Let P is the principal sum and i the interest rate per annum, mathematically, we can calculate the total balance at the ends of successive years for n years as:

At the end of the 1^st year:

The interest due              = Pi, then the future value = P + Pi = P(1+i)

At the end of the 2^nd year:

The interest due              = [P(1+i)]i, then the future value = P (1+i) + [P(1+i)]i

= P(1+i) (1+i)

= P(1+i)²

At the end of the 3^rd year:

The interest due              = [P(1+i)²]i, then the future value = P (1+i)² + [P(1+i)²]i

= P(1+i)²(1+i)

= P(1+i)³

and so on.

Here, we can see that the total balance or the future balance value at the end of n years forms a geometric progression with first term A and common ratio (1+r).
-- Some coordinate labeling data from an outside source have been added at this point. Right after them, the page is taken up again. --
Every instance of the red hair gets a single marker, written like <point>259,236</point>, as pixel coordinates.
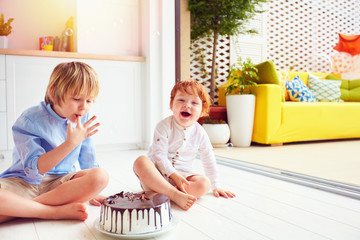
<point>192,87</point>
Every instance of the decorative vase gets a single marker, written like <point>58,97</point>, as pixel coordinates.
<point>240,111</point>
<point>219,134</point>
<point>3,41</point>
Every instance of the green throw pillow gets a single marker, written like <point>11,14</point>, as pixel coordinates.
<point>350,89</point>
<point>325,90</point>
<point>267,73</point>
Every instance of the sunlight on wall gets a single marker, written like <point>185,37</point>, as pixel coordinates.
<point>36,18</point>
<point>100,27</point>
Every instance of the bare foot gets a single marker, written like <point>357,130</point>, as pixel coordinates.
<point>75,211</point>
<point>183,200</point>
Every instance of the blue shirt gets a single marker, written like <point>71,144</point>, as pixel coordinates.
<point>37,131</point>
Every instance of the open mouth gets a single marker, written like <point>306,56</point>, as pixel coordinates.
<point>185,114</point>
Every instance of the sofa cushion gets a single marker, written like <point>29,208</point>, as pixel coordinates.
<point>298,91</point>
<point>325,90</point>
<point>350,89</point>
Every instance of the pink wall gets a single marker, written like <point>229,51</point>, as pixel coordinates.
<point>36,18</point>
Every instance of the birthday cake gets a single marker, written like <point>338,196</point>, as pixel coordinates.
<point>135,213</point>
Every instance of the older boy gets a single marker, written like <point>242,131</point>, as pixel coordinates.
<point>50,139</point>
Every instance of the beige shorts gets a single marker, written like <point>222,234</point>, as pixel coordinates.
<point>167,178</point>
<point>29,191</point>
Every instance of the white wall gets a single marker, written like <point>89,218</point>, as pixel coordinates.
<point>158,46</point>
<point>108,27</point>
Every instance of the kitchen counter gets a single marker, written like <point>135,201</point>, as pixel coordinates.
<point>38,53</point>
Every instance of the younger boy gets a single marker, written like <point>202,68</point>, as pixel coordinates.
<point>49,140</point>
<point>177,140</point>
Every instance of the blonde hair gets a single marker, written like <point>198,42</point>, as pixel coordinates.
<point>192,87</point>
<point>71,78</point>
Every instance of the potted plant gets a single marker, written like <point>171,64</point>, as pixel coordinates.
<point>219,17</point>
<point>5,30</point>
<point>240,101</point>
<point>218,131</point>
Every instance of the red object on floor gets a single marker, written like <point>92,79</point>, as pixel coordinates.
<point>348,43</point>
<point>216,113</point>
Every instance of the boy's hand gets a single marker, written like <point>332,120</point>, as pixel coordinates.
<point>96,201</point>
<point>82,131</point>
<point>179,181</point>
<point>220,192</point>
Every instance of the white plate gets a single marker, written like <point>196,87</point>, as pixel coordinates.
<point>220,145</point>
<point>168,228</point>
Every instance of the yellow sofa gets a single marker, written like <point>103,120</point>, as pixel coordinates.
<point>278,121</point>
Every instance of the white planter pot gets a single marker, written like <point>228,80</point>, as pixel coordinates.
<point>219,134</point>
<point>3,42</point>
<point>240,113</point>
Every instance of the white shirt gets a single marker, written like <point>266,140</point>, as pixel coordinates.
<point>174,148</point>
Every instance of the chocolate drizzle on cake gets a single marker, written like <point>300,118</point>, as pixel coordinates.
<point>142,203</point>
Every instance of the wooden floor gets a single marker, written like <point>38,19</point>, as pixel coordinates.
<point>265,208</point>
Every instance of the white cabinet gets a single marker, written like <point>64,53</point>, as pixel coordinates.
<point>118,106</point>
<point>3,124</point>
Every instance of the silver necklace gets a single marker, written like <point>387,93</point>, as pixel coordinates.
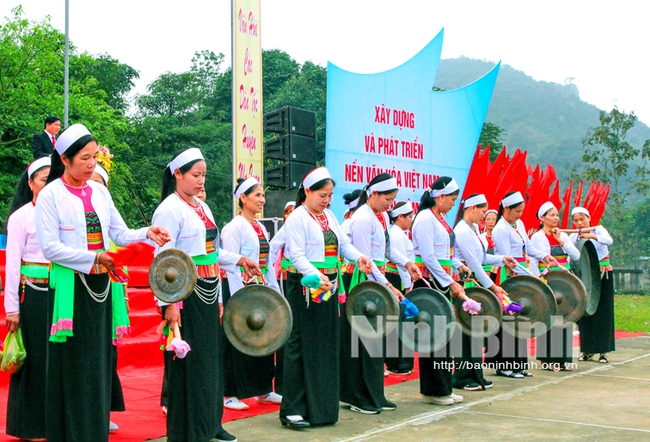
<point>98,297</point>
<point>208,296</point>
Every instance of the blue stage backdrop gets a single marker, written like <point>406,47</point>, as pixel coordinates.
<point>394,122</point>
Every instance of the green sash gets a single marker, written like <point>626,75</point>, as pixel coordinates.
<point>35,272</point>
<point>358,277</point>
<point>331,262</point>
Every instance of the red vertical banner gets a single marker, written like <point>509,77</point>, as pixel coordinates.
<point>247,91</point>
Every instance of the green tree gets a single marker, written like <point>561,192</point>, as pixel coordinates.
<point>31,88</point>
<point>492,137</point>
<point>608,157</point>
<point>306,90</point>
<point>114,78</point>
<point>182,110</point>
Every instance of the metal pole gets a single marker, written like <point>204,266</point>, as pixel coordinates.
<point>66,65</point>
<point>233,31</point>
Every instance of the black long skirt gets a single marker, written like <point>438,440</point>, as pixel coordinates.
<point>245,376</point>
<point>117,395</point>
<point>79,370</point>
<point>311,358</point>
<point>597,331</point>
<point>26,402</point>
<point>511,352</point>
<point>195,383</point>
<point>404,356</point>
<point>362,376</point>
<point>278,381</point>
<point>556,345</point>
<point>435,372</point>
<point>468,367</point>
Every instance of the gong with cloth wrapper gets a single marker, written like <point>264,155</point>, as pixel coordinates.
<point>172,275</point>
<point>570,295</point>
<point>257,319</point>
<point>372,309</point>
<point>429,330</point>
<point>484,323</point>
<point>538,306</point>
<point>587,268</point>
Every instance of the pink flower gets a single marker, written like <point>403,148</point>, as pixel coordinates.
<point>179,346</point>
<point>472,306</point>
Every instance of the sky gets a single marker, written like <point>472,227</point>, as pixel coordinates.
<point>597,45</point>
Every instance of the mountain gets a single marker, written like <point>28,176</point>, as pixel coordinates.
<point>549,120</point>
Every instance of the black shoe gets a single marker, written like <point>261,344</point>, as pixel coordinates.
<point>364,410</point>
<point>298,423</point>
<point>224,436</point>
<point>401,371</point>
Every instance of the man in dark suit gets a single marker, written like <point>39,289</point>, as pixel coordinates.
<point>43,143</point>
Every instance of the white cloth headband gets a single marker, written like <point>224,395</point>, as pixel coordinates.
<point>545,208</point>
<point>513,199</point>
<point>450,188</point>
<point>475,201</point>
<point>316,175</point>
<point>402,210</point>
<point>382,186</point>
<point>243,187</point>
<point>102,172</point>
<point>37,164</point>
<point>191,154</point>
<point>353,204</point>
<point>580,210</point>
<point>69,136</point>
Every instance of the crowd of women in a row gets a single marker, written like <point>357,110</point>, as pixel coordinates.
<point>59,290</point>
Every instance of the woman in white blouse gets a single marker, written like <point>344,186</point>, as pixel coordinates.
<point>75,220</point>
<point>471,251</point>
<point>196,381</point>
<point>362,375</point>
<point>510,238</point>
<point>247,376</point>
<point>401,247</point>
<point>555,347</point>
<point>26,305</point>
<point>597,330</point>
<point>315,244</point>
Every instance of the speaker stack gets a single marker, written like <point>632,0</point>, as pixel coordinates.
<point>292,149</point>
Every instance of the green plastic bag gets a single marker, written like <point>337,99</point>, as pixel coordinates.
<point>14,353</point>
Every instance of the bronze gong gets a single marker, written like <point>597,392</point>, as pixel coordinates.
<point>538,304</point>
<point>172,275</point>
<point>257,320</point>
<point>587,268</point>
<point>372,309</point>
<point>479,325</point>
<point>431,329</point>
<point>570,294</point>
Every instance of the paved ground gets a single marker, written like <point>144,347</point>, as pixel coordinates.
<point>597,402</point>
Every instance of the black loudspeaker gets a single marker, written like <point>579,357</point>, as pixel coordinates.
<point>291,147</point>
<point>287,175</point>
<point>275,202</point>
<point>291,119</point>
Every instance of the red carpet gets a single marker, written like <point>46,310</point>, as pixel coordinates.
<point>140,370</point>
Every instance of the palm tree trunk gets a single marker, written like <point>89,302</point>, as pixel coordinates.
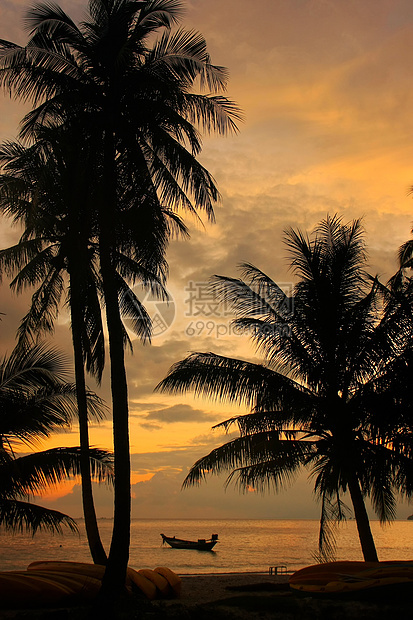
<point>92,531</point>
<point>363,525</point>
<point>115,574</point>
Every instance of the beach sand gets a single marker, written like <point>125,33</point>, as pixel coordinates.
<point>233,596</point>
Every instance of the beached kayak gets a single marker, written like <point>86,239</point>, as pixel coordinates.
<point>48,584</point>
<point>337,578</point>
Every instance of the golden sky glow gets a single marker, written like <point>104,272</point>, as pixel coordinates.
<point>325,86</point>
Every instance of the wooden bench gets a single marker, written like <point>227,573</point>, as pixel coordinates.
<point>281,569</point>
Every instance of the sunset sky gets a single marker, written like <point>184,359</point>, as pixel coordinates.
<point>325,88</point>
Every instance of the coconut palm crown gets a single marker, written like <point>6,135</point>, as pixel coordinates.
<point>324,396</point>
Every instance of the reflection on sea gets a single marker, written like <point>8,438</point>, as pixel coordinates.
<point>244,545</point>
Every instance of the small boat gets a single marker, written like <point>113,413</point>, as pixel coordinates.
<point>200,545</point>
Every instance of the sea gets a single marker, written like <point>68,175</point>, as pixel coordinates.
<point>245,545</point>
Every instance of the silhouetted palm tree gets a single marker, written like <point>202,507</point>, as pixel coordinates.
<point>324,397</point>
<point>35,402</point>
<point>47,189</point>
<point>135,99</point>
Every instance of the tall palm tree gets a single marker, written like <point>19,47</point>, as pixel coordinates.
<point>137,102</point>
<point>324,398</point>
<point>34,402</point>
<point>46,188</point>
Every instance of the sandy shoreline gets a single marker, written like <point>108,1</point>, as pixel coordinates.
<point>232,596</point>
<point>206,588</point>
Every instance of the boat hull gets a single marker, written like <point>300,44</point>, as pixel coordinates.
<point>197,545</point>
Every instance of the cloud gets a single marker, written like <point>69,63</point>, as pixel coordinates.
<point>178,413</point>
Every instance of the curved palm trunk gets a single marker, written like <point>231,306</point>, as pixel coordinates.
<point>92,531</point>
<point>115,574</point>
<point>363,525</point>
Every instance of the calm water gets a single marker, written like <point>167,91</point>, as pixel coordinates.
<point>245,545</point>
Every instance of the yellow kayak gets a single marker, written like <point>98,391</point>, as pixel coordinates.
<point>351,577</point>
<point>50,583</point>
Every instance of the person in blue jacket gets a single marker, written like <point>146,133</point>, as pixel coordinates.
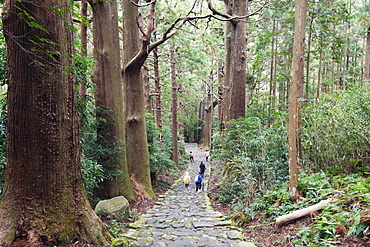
<point>198,182</point>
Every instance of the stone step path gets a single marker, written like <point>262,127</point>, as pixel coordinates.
<point>185,218</point>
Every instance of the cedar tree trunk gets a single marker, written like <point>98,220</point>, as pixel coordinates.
<point>109,100</point>
<point>295,93</point>
<point>175,148</point>
<point>136,137</point>
<point>44,200</point>
<point>235,61</point>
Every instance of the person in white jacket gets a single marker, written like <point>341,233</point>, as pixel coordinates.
<point>186,181</point>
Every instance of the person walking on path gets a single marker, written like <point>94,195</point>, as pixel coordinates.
<point>191,157</point>
<point>207,155</point>
<point>186,181</point>
<point>202,168</point>
<point>198,182</point>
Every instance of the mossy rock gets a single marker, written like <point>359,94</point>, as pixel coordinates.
<point>120,242</point>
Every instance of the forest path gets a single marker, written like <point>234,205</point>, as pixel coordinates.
<point>185,218</point>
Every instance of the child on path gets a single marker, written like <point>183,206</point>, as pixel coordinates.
<point>191,157</point>
<point>198,182</point>
<point>202,168</point>
<point>186,181</point>
<point>207,155</point>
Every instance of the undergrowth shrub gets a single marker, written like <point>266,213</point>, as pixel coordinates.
<point>336,132</point>
<point>350,195</point>
<point>255,159</point>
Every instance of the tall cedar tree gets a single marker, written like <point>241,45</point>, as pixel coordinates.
<point>44,200</point>
<point>235,46</point>
<point>109,100</point>
<point>135,53</point>
<point>295,93</point>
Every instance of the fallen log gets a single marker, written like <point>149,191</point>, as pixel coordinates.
<point>301,212</point>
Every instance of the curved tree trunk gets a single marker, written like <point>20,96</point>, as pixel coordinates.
<point>44,198</point>
<point>109,100</point>
<point>136,137</point>
<point>295,93</point>
<point>236,61</point>
<point>174,120</point>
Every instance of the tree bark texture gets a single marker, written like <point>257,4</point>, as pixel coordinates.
<point>158,103</point>
<point>295,93</point>
<point>175,148</point>
<point>83,31</point>
<point>236,61</point>
<point>109,100</point>
<point>44,198</point>
<point>136,137</point>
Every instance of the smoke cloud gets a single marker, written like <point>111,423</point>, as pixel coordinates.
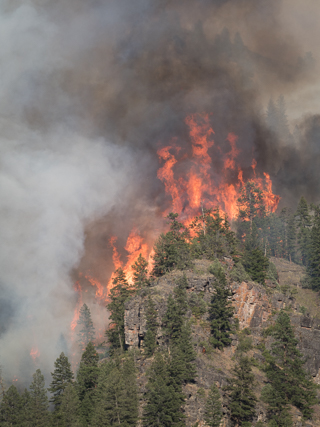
<point>90,91</point>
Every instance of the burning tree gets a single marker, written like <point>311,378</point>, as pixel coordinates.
<point>87,331</point>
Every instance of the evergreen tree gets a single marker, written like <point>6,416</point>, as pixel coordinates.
<point>172,249</point>
<point>221,313</point>
<point>303,225</point>
<point>284,370</point>
<point>117,402</point>
<point>242,400</point>
<point>164,399</point>
<point>291,239</point>
<point>61,377</point>
<point>86,329</point>
<point>214,239</point>
<point>313,267</point>
<point>69,407</point>
<point>119,294</point>
<point>140,275</point>
<point>213,409</point>
<point>11,408</point>
<point>38,401</point>
<point>87,379</point>
<point>150,339</point>
<point>256,265</point>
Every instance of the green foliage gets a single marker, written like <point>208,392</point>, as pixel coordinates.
<point>245,341</point>
<point>217,270</point>
<point>38,401</point>
<point>87,379</point>
<point>214,239</point>
<point>117,394</point>
<point>140,275</point>
<point>150,339</point>
<point>220,316</point>
<point>61,377</point>
<point>87,331</point>
<point>164,398</point>
<point>239,274</point>
<point>242,400</point>
<point>69,408</point>
<point>172,249</point>
<point>284,369</point>
<point>119,294</point>
<point>11,409</point>
<point>313,264</point>
<point>213,409</point>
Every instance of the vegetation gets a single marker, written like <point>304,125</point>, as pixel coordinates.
<point>106,394</point>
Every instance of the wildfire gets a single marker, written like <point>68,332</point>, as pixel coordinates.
<point>207,175</point>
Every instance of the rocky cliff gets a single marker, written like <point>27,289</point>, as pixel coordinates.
<point>255,308</point>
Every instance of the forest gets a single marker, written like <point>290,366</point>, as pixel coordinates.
<point>104,391</point>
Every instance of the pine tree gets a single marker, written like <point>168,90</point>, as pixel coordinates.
<point>70,407</point>
<point>87,331</point>
<point>220,315</point>
<point>87,379</point>
<point>164,400</point>
<point>285,371</point>
<point>140,275</point>
<point>119,294</point>
<point>38,402</point>
<point>313,268</point>
<point>150,338</point>
<point>213,409</point>
<point>11,408</point>
<point>303,225</point>
<point>242,400</point>
<point>117,395</point>
<point>172,249</point>
<point>291,239</point>
<point>61,377</point>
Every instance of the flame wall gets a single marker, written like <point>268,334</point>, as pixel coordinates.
<point>90,93</point>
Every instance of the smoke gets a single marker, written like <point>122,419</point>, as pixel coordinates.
<point>89,92</point>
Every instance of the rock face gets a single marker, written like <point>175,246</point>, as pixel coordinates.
<point>255,307</point>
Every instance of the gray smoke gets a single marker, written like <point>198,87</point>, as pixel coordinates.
<point>89,91</point>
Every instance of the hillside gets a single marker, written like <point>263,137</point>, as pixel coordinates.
<point>256,308</point>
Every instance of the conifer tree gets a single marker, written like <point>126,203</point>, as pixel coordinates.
<point>86,329</point>
<point>291,239</point>
<point>61,377</point>
<point>242,400</point>
<point>213,409</point>
<point>117,395</point>
<point>172,249</point>
<point>221,312</point>
<point>140,275</point>
<point>11,408</point>
<point>38,401</point>
<point>313,268</point>
<point>284,370</point>
<point>70,407</point>
<point>87,379</point>
<point>303,225</point>
<point>150,339</point>
<point>164,399</point>
<point>119,294</point>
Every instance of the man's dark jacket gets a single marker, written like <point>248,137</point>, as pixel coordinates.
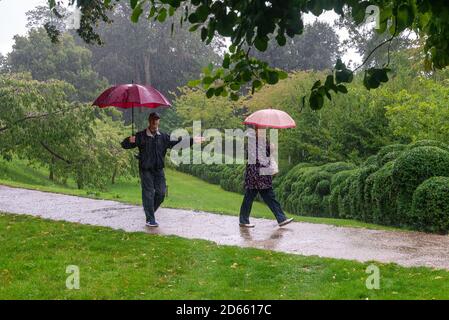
<point>152,149</point>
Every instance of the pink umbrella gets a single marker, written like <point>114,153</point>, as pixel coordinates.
<point>131,96</point>
<point>270,118</point>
Thus, to obtain the total balance at the end of n years, we can use the above formula for the nth term of a geometric progression with n-1 replaced by n as follows:

S = P(1+i)ⁿ

Here, the total balance at the beginning of the nth year is given by:

S = P(1+i)^n-1

However, to note that the above calculation is express as rates per annum or called as nominal rates. In some cases, the interest period need not be a year and for example, interest is “payable half-yearly’ or ‘compounded half-yearly’, interest period is payable half a year. Then, the interest rate need to be divided by two to give the effective rate per half year. The number of times you pay interest or compounding on your principal is important to calculate the total balance or future value.